For each gene in each dataset, compute how many cells in that dataset have more UMI than a specified threshold (umi.count.threshold) of that gene. A plot comparing the largest number across data sets with the third largest number is generated. For the majority of genes, these values are expected to be similar, and therefore lie on a diagonal.
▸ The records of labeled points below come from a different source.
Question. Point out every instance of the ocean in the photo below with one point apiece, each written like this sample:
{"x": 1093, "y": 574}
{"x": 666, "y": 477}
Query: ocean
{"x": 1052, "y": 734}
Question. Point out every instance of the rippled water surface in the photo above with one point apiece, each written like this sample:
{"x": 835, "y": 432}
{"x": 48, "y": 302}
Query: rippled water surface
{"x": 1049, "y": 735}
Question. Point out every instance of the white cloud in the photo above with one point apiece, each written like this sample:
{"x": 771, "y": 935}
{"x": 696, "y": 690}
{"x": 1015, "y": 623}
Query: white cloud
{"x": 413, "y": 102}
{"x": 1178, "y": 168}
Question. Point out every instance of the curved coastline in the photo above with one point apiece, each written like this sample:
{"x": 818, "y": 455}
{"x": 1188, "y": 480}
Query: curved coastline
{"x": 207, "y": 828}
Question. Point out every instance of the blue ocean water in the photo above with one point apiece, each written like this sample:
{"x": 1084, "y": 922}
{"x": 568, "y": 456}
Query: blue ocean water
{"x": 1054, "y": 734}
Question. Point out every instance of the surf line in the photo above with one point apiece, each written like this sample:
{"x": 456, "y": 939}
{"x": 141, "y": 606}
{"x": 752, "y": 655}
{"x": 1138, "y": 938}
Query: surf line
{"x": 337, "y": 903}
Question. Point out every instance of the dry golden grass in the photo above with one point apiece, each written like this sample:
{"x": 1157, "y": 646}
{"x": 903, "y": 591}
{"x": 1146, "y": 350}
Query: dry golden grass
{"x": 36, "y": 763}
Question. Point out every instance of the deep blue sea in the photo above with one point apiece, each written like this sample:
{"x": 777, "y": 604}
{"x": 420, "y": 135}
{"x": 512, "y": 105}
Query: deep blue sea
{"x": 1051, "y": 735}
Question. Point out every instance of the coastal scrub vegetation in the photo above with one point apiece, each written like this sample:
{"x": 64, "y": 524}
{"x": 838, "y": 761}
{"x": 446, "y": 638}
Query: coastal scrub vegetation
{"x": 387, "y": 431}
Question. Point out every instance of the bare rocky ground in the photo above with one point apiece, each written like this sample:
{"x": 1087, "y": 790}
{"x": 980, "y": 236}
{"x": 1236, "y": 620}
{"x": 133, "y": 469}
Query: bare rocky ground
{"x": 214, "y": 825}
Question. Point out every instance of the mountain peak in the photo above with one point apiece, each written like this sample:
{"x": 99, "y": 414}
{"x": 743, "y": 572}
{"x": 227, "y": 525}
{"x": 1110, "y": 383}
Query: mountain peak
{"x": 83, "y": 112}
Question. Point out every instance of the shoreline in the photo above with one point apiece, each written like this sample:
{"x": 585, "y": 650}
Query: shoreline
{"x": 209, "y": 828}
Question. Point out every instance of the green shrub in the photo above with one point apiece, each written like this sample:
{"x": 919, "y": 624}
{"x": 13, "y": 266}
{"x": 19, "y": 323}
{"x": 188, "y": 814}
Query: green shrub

Genes that exhibit differences (difference.threshold) between the largest and third-largest number of cells are flagged and returned. This approach is adopted from work by Lause, Berens, Kobak (2021) BioRxiv (See Figure S6)

findArtifactGenes(
  object,
  assay = NULL,
  features = NULL,
  meta.feature = "Barcode",
  umi.count.threshold = 5,
  nth.max = 2,
  difference.threshold = 30,
  group.specific.is.artefact = F,
  verbose = F
)

Arguments

object

seurat object or named list of seurat objects.

assay

assay containing count matrix. If unspecified, "RNA" assay is used. If "RNA" assay is missing, the default assay is used.

features

genes used for analysis. If unspecified, variable genes are used.

meta.feature

feature in meta data that provides dataset grouping information. Default is "Barcode".

umi.count.threshold

cells that exceed this UMI count threshold are counted.

difference.threshold

fold difference between largest and 3rd largest number of cells that is used to flag artifact genes for omission.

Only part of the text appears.